For use cases where a one-shot contract—“Get all the data and close”—is sufficient, downstream libraries can of course wrap the reader in a function and expose that.

def just_read(...):
    with SomeReader(...) as reader:
        # Suppose that SomeReader returns a dask-backed object....
        return reader.read().compute()

How should we organize?

If this idea gains buy-in from library maintainers, where should we document and advertise this entrypoint and what can be done with it? How should we spell the entrypoint group name ('TBD.readers')?
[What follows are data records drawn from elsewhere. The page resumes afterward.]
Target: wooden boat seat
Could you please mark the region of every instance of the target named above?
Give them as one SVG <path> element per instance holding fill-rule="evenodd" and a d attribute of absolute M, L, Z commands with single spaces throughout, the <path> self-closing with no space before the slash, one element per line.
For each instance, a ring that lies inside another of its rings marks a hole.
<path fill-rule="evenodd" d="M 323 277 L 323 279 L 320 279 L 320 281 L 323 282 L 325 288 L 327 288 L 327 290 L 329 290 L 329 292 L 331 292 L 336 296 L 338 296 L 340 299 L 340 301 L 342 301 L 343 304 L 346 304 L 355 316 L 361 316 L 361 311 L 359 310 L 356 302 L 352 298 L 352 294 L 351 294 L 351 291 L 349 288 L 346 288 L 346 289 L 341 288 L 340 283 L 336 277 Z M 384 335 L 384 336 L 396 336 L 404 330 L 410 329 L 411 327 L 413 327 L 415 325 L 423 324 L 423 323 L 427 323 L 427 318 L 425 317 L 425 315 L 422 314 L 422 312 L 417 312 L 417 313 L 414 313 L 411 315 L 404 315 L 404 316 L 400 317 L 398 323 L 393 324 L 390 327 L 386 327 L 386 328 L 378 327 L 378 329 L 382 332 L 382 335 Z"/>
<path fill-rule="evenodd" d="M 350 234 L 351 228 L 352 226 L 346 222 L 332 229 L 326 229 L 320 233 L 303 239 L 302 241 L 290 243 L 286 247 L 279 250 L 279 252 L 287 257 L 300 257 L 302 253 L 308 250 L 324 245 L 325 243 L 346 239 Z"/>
Entrypoints are generally scoped to a package to avoid name collisions, as in 'nbconvert.exporters' or 'pandas_plotting_backends'. We could center on an I/O-abstracting library such as 'intake.readers' or 'pims.readers'. (To be clear, it is an open question whether the Reader idea will be incorporated into either.) But that risks giving the incorrect impression that the functionality is tied to a particular library, when in fact these libraries could go away and the entrypoint would still be useful.

With the necessary community support (perhaps a NEP process) we might claim a more generic namespace like 'scikit.readers', 'scipy.readers', or 'pydata.readers' to clearly communicate that any project can declare such an entrypoint and any project can perform Reader discovery without reference to or dependency on a specific project.